To achieve its purpose, the Act will declare, as a matter of law, that Rwanda is safe. It will state this accords with all law – UK and international. And it will bar any official and any court from coming to any different conclusion no matter what evidence is available now or in future.
This makes mockery of the UK’s constitutional and legal systems by treating Parliament as sovereign over fact and truth (also over international law), and requiring courts to affirm this plain falseness.
As others have highlighted, Parliament is free to declare the sky green or cats to be dogs, but it cannot make these or any other untruths true. Exercising its law-making authority in an attempt to do so and requiring compliance with that is straightforwardly authoritarian.
Disdain for the world
At the heart of what Parliament is doing in passing this Act is a profound disrespect for other nations and peoples.
Parliament has sought to unilaterally tell the world the meaning of laws made by the nations of the world.
Parliament has endorsed the Government’s unilateral abandonment of legal agreements this country has made with others – even while expecting those others to continue abiding by those same laws.
By these means, other countries are to be required to take the UK’s asylum responsibilities on top of their own. The UK is not only refusing to share responsibility with others, it is deliberately choosing to pass its responsibilities on.

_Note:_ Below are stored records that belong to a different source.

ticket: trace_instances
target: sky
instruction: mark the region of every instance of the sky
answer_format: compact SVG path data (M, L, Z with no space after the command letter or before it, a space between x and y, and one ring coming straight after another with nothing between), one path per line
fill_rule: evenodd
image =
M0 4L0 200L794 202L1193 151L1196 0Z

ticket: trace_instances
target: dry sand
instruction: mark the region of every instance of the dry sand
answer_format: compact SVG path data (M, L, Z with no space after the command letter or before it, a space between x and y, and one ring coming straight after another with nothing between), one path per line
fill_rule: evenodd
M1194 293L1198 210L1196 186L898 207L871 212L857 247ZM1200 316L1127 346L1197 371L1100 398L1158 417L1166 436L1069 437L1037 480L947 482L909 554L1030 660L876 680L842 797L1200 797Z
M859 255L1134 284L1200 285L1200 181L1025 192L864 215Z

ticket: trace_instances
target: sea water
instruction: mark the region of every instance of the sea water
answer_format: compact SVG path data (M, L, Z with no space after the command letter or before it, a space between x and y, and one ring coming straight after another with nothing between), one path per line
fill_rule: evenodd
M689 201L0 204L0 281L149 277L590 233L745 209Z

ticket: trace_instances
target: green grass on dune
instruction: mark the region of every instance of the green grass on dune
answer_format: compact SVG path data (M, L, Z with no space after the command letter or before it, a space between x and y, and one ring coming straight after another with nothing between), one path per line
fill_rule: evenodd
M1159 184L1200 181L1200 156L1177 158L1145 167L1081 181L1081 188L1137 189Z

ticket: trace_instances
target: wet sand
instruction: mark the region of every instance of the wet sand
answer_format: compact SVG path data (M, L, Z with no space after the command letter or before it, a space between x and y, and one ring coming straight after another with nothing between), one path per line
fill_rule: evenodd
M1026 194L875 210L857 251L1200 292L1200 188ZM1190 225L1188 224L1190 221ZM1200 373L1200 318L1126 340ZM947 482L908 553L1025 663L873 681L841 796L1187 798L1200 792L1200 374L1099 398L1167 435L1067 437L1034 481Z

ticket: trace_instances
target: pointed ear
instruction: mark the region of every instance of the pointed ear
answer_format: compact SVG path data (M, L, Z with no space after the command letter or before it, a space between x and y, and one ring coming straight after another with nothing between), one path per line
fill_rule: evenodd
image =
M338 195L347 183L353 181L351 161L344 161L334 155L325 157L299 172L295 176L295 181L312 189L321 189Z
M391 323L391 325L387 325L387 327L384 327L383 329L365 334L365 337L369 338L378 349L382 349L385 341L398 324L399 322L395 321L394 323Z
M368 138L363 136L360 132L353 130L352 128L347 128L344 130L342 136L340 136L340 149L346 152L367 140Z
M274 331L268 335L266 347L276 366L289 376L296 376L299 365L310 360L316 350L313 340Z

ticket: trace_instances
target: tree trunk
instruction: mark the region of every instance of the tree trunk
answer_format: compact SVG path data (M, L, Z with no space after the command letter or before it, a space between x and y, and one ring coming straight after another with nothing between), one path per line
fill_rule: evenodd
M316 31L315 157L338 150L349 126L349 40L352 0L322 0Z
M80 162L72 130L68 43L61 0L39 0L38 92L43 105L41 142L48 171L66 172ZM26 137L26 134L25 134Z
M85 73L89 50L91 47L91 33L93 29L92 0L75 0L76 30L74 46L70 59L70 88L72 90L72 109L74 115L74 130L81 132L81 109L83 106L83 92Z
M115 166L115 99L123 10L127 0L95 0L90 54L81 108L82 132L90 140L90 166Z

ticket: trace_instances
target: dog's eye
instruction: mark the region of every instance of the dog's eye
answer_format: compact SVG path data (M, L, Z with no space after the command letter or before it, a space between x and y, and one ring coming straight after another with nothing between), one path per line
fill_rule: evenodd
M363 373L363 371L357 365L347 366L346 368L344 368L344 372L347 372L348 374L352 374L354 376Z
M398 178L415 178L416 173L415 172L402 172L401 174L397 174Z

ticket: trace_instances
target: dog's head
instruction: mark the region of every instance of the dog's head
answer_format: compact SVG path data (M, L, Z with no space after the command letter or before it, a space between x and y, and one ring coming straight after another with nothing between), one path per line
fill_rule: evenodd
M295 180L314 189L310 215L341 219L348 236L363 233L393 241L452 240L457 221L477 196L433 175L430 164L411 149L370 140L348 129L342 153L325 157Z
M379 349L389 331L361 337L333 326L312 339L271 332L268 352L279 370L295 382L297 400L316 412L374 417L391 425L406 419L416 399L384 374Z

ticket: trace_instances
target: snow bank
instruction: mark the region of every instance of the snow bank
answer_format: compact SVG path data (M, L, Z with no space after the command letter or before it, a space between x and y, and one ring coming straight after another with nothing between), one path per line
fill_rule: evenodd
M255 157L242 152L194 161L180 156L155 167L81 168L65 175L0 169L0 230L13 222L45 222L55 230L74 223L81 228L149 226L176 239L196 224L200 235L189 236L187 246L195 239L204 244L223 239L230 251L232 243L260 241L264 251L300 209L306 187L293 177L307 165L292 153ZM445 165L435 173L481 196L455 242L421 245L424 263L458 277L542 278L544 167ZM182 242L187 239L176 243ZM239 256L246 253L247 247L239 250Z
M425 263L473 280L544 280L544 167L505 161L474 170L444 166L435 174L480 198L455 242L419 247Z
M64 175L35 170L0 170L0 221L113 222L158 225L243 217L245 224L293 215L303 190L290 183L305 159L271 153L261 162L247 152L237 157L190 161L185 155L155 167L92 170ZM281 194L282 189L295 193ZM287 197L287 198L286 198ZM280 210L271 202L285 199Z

This seriously undermines the global refugee system. It invites other countries to disregard their asylum obligations – whether in the same way as the UK or in other ways. The risk of this is exacerbated because many countries, including many much poorer ones like Rwanda, are already host to disproportionately large refugee populations compared to the UK.
The UK’s disdain for law – its own constitutional and legal systems, and international law – provides further incentive or excuse for authoritarianism the world over. Ironically, this can only increase the prospects that more people are forced to seek asylum from persecution – including in the UK.
So, what is next?
Campaigners and others will continue efforts to secure the repeal of this Act, for Government to refrain from using the Act, and for airlines to refuse to carry people seeking asylum to Rwanda.
And there will be legal challenges...
However, Government and Parliament have put the courts in an invidious position of having to choose between bowing to a false assertion by Parliament that something is true simply because Parliament says so or rejecting what Parliament has done.
It is not only ministers and their supporters who will insist the courts must bow because Parliament is sovereign – but the question is not whether Parliament is sovereign but rather over what is it sovereign? The answer is not truth.
If Parliament makes mockery of itself by asserting the sky is in fact green, are courts required to make mockery of themselves by acting as if that is true?
Sadly, however and whenever this absurdity is finally put to bed, Government and Parliament will have done severe damage in the UK to respect for law and its constitutional arrangements, and to respect for the UK across the world.
Meantime, some people who have already suffered far more than most of us – including ministers and parliamentarians – can ever imagine, will have been subjected to significantly more harm by those who ought to have secured their safety.